As a child her parents kept on top of her diabetes, but going into secondary school and through her teenage years, she found herself lying to her parents about her blood sugars: “I remembered being so embarrassed at the hospital, as they found out the truth. Although my brother had diabetes, I often felt lonely and isolated, I just wanted to be a normal teenager. Only when I was in my mid-20s and went to a Diabetes UK Cymru event, did I meet others with type 1 and felt I was part of a community," she said.

Pandemic makes matters worse

The advent of diabetes technology has also helped Ebony cope better with her diabetes. After meeting other people with diabetes and being given a CGM and insulin pump (after self-funding a series of technologies), Ebony felt she was in control. “But then I developed my eye problems and that has brought on a lot of new anxiety and burnout related to my diabetes. I received a lot of support from a friend I met through Diabetes UK Cymru, who had gone through the same ordeal. I have a fear of blindness that keeps me awake at night. I have to sleep with a light on as if I awake in the dark of the night, I fear I have lost my vision again. Yet no psychological support was ever suggested.”

The coronavirus pandemic has meant that her care has lapsed: “I understand that the NHS is under pressure, but I haven’t seen my diabetes doctor for two years and I've had a lot of cancelled or delayed appointments. That added to my anxiety and made me decide to have therapy, and I feel positive about it.”

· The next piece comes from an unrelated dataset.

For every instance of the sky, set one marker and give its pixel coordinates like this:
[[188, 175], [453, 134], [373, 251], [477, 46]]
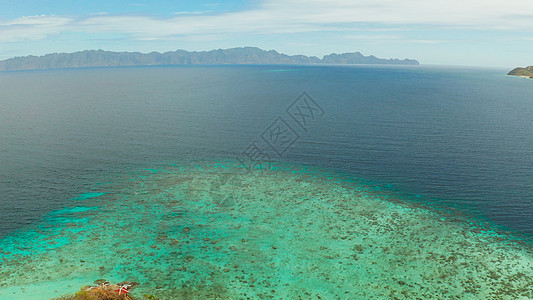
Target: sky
[[492, 33]]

Ebony’s case shows that Diabetes Is Serious and that psychological services need to be offered as part of routine diabetes care. Diabetes UK Cymru is supporting the Missing to Mainstream report - a new model in Wales, developed by Dr Rose Stewart, Clinical psychologist at Betsi Cadwaladr University Health Board and Diabetes UK Clinical Champion, to embed diabetes psychology in diabetes care and make it a reality for everyone living with diabetes.